2. Do the final task (in written form) in accordance with given instructions and recommendations.
1. Reading Cases
Case 1. “Matsushita (Panasonic) and Japan's Changing Culture”
Established in 1920, the consumer electronics giant Matsushita was at the forefront of the rise of Japan to the status of major economic power during the 1970s and 1980s. Like many other long-standing Japanese businesses, Matsushita was regarded as a bastion of traditional Japanese values based on strong group identification, reciprocal obligations, and loyalty to the company. Several commentators attributed Matsushita's success, and that of the Japanese economy, to the existence of Confucian values in the workplace. At Matsushita, employees were taken care of by the company from "cradle to the grave." Matsushita provided them with a wide range of benefits including cheap housing, guaranteed lifetime employment, seniority-based pay systems, and generous retirement bonuses. In return, Matsushita expected, and got, loyalty and hard work from its employees. To Japan's postwar generation, struggling to recover from the humiliation of defeat, it seemed like a fair bargain. The employees worked hard for the greater good of Matsushita, and Matsushita reciprocated by bestowing "blessings " on employees.

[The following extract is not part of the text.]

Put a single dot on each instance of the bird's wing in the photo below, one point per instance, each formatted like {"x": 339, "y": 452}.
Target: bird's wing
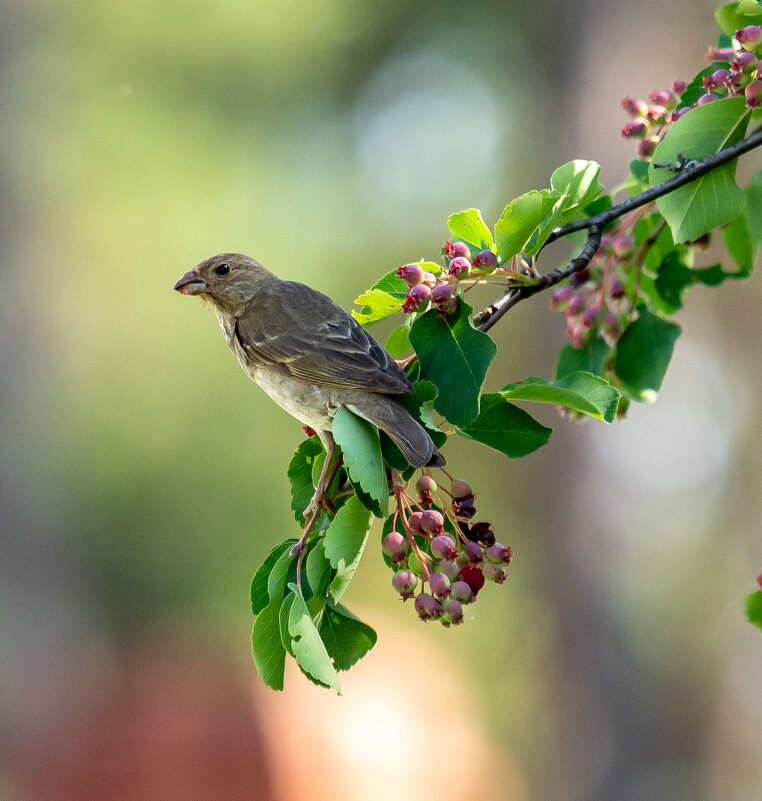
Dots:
{"x": 295, "y": 330}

However, culture does not stay constant. According to some observers, the generation born after 1964 lacked the same commitment to traditional Japanese values as their parents. They grew up in a world that was richer, where Western ideas were beginning to make themselves felt, and where the possibilities seemed greater. They did not want to be tied to a company for life, to be a "salaryman." These trends came to the fore in the 1990s, when the Japanese economy entered a prolonged economic slump. As the decade progressed, one Japanese firm after another was forced to change its traditional ways of doing business. Slowly at first, troubled companies started to lay off older workers, effectively abandoning lifetime employment guarantees. As younger people saw this happening, they concluded that loyalty to a company might not be reciprocated, effectively undermining one of the central bargains made in postwar Japan.
Matsushita was one of the last companies to tum its back on Japanese traditions, but in 1998, after years of poor performance, it began to modify traditional practices. The principal agents of change were a group of managers who had extensive experience in Matsushita's overseas operations, and included Kunio Nakamura, who became the chief executive of Matsushita in 2000. Nakamura has said the time he spent as a manager of Matsushita subsidiaries in the United States had a strong impact on him, particularly observing how American managers such as Lou Gestner (who turned around IBM) moved quickly to restructure troubled companies.
Under Nakamura, Matsushita changed the pay scheme for its 11,000 managers. In the past, the traditional twice-a-year bonuses had been based almost entirely on seniority, but now Matsushita said they would be based on performance. Matsushita announced this process would be made transparent; managers would be shown what their performance rankings were and how these fed into pay bonuses. As elementary as this might sound in the West, for Matsushita it represented the beginning of a revolution in human resource practices.